M. Copé, en course pour la présidence de l'UMP et conseillé lui aussi par Patrick Buisson, met également le cap à droite toute, avec notamment la séquence du "pain au chocolat". Avec à la clé un pari : celui que la base UMP est très sensible à ces thématiques, sur lesquelles elle se rapproche de l'électorat FN. Le pari est payant : donné largement derrière François Fillon auprès des sympathisants UMP dans les sondages, Jean-François Copé fait jeu égal avec son rival au soir de l'élection. Au terme de semaines de psychodrame, le parti est coupé en deux. Non seulement entre deux leaders, mais aussi entre deux tendances : le glissement à droite ou le maintien des positions chiraquiennes. 

Dans les enquêtes d'opinion, les sympathisants UMP souhaitent désormais majoritairement une alliance. Et pour une partie des élus UMP, qui s'en cachent de moins en moins, elle est nécessaire. Une proposition de loi sur le génocide vendéen est ainsi cosignée par les deux députés FN et des parlementaires UMP. De même, des amendements à la loi sur le mariage homosexuel sont cosignés par des parlementaires des deux formations.

Lire : "Collard et Bompard cosignent des amendements UMP"

D'autant que Marine le Pen, qui a succédé à son père, est pour sa part dans une stratégie de "dédiabolisation", et fait savoir plusieurs fois qu'elle ne serait pas hostile à une alliance. "On pourrait assister de-ci, de-là, à un certain nombre d'accords locaux avec des candidats de l'UMP, mais aussi avec des candidats divers droite, et pourquoi pas, avec des candidats divers gauche", lance-t-elle en février.  
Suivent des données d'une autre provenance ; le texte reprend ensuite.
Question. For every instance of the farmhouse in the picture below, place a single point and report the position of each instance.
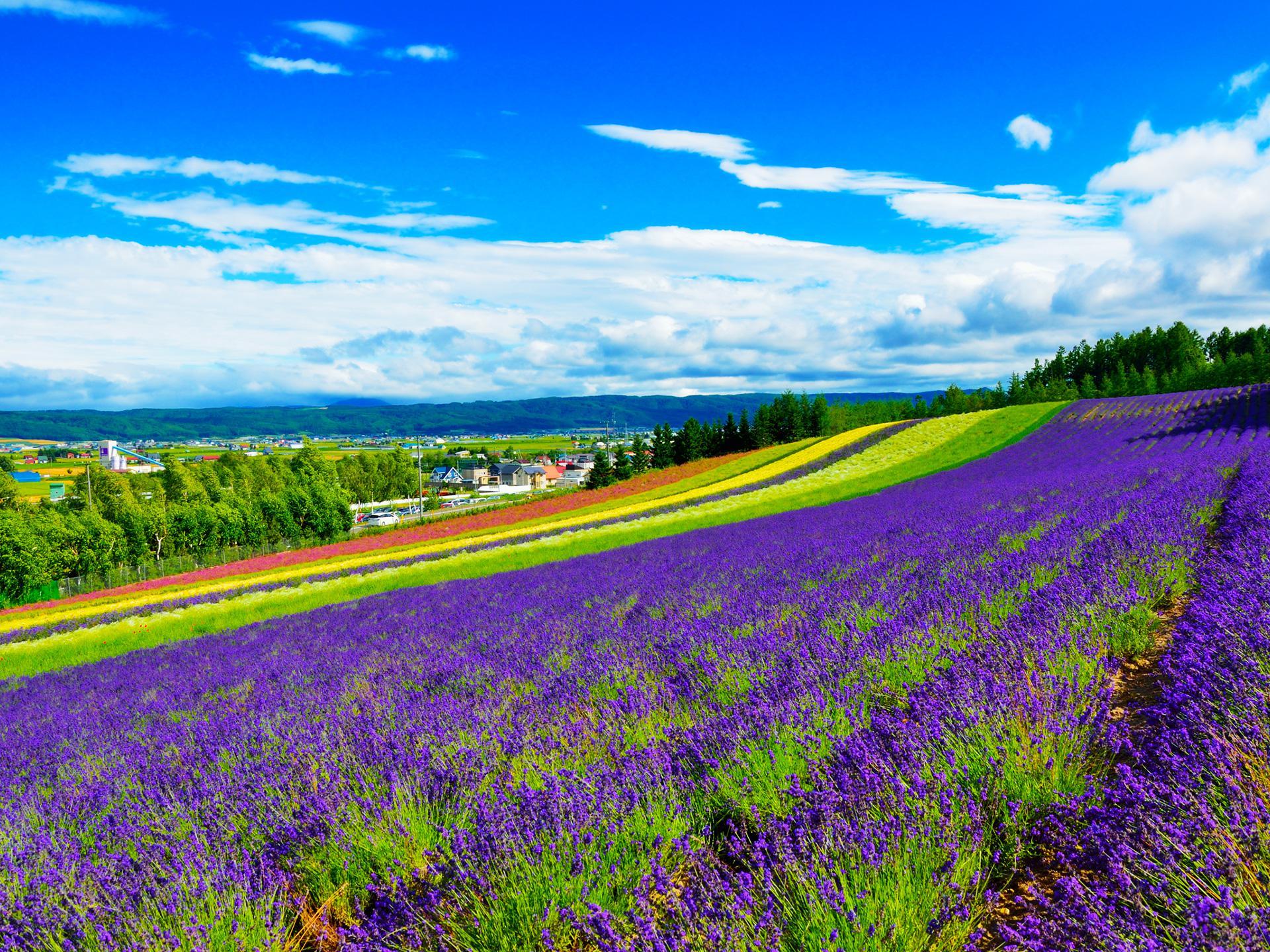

La loi sur le mariage homosexuel montre bien que sur le terrain, les deux partis ont des intérêts commun, et que certains militants font clairement le pont. Certaines actions anti-mariage vont réunir militants d'extrême droite et de l'UMP. Une proximité qui met mal à l'aise certaines personnalités du parti de droite, mais qui repose une nouvelle fois cette question lancinante d'une alliance, à un an des municipales et des européennes de 2014.